In 1857 an anatomist and a school teacher, Hermann Schaffhausen and Johann Fuhlrott, described a set of bones that had been discovered in a limestone quarry in what was then called the neanderthal region of Germany. Amazingly, the neanderthal region was named after Joachim Neander whose own name translates as “new man”. A new man was exactly what Schaffhausen and Fuhlrott saw in the bones that they described. They were at once human and something “other” Chief among the characters that set the neanderthal samples apart from modern humans was the thick brow ridge that we now think of as characteristic of primitive humans. Thanks to these differences the school teacher and the anatomist concluded that the neanderthal samples were human but something quite different than modern Europeans.

“Neanderthal Man” was the first pre-human fossil to be described. At the time science had no convincing mechanism by which species might change over time and no idea of how organisms passed on traits to their offspring. Within in a couple of years Darwin had published The Origin and Mendel his Experiments on Plant Hybridization (which was promptly ignored, and only cited three times in 30 years). In time scientists discovered more human fossils; Neanderthal man showed up all over Europe and took the name H. neanderthalensis, Euguen Dobois uncovered H. erectus in Asia and host of anthropologists have since added characters like the Turkana boy, H. habilis, Ardi and a whole cast of Australopithecines to our family tree.

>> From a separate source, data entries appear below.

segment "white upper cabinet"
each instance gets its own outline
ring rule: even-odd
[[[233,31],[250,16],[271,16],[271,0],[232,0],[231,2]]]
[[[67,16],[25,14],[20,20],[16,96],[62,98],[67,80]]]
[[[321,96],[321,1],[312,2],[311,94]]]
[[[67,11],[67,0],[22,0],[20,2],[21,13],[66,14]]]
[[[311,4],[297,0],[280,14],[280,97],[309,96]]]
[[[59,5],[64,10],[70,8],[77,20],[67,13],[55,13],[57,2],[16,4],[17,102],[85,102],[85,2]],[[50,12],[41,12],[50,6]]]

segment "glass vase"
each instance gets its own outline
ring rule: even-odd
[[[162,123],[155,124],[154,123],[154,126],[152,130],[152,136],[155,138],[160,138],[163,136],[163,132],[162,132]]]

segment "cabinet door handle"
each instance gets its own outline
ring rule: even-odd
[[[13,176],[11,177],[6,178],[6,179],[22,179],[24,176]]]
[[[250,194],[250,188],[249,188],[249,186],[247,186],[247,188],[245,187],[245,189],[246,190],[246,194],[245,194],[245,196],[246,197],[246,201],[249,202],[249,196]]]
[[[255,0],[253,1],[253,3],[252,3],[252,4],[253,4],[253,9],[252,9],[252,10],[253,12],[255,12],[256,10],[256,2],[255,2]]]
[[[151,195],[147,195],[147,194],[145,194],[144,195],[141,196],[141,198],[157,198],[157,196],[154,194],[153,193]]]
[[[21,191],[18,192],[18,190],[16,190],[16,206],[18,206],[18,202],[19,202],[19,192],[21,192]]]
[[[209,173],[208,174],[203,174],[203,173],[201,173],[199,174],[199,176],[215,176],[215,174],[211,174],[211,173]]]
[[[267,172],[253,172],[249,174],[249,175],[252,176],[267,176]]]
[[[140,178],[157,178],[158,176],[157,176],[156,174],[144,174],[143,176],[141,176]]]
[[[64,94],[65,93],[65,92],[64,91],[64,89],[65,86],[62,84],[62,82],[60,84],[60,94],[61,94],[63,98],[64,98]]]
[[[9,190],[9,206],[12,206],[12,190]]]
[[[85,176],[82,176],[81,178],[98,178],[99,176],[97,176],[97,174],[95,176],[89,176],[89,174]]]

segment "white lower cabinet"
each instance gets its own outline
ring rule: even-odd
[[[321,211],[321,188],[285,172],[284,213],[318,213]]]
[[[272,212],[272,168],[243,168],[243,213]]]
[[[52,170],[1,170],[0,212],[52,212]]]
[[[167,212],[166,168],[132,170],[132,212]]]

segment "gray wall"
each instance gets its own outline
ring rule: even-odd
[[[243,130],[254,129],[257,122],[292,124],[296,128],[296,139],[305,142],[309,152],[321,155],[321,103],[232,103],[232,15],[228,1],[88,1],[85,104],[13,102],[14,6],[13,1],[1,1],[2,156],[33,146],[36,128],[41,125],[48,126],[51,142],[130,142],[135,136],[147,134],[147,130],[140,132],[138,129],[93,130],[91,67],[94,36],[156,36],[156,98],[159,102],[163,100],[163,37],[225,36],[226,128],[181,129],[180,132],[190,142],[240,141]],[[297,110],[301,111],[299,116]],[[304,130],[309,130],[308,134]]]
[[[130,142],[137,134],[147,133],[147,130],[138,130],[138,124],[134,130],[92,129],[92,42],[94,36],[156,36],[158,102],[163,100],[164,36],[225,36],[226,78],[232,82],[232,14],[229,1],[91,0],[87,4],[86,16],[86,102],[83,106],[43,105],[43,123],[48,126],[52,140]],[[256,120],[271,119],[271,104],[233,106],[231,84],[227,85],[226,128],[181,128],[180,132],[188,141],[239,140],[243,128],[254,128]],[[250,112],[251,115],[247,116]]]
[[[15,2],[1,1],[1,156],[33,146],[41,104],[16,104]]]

The science of heredity moved on too. In the 20th century geneticists, especially Hugo deVries, rediscovered Mendel’s work and set about building a particulate theory of inheritance. TH Morgan showed that genes resided on chromosomes, Fisher, Wright Haldane and others synthesized Mendelian genetics with Darwin’s ideas on evolution, MacLeod and McCarty showed that DNA (a chemical initially identified by Miescher) contained genetic information (though no one believed them until Hershey and Chase demonstrated it again) and, of course, Watson and Crick showed us what DNA looked like thanks to Rosalind Franklin’s x-rays. It took a little over 20 years to get from Watson and Crick’s double helix to first complete virus genome and another 30 to scale the 5 orders of magnitude in size between that one and the human genome.

Last month, scientists published a first draft of the Neanderthal genome. 60% of the genetic make up of species of human that has been extinct for thirty thousand years. Thanks to the work of all those scientists listed above, and countless others who go unremembered, we now have a pretty good idea about the genetic basis of the thick brow ridge that convinved Schaffhausen and Fuhlrott than neanderthal man something different than other humans. The Runx2 gene is in a region of the genome that has been selected for in the H. sapiens lineage. We know from the work of yet more scientists that Runx2 is one of the most important genes regulating bone growth in humans and is associated with malformations of the skull. It’s no great stretch to imagine that our species lost the brow ridge that that we associate with primitive humans thanks to changes in the expression pattern of Runx2.

It some ways that’s a trivial piece of information, we’ve known for a long time that most morphological change is likely due to changes in the expression pattern of development genes. But isn’t it wonderful to think that in the span of two human lifetimes we’ve moved from knowing nothing of our species’ history to the point that we are developing hypothesis on the molecular basis of the changes that made us different from the host of human species we’ve since discovered.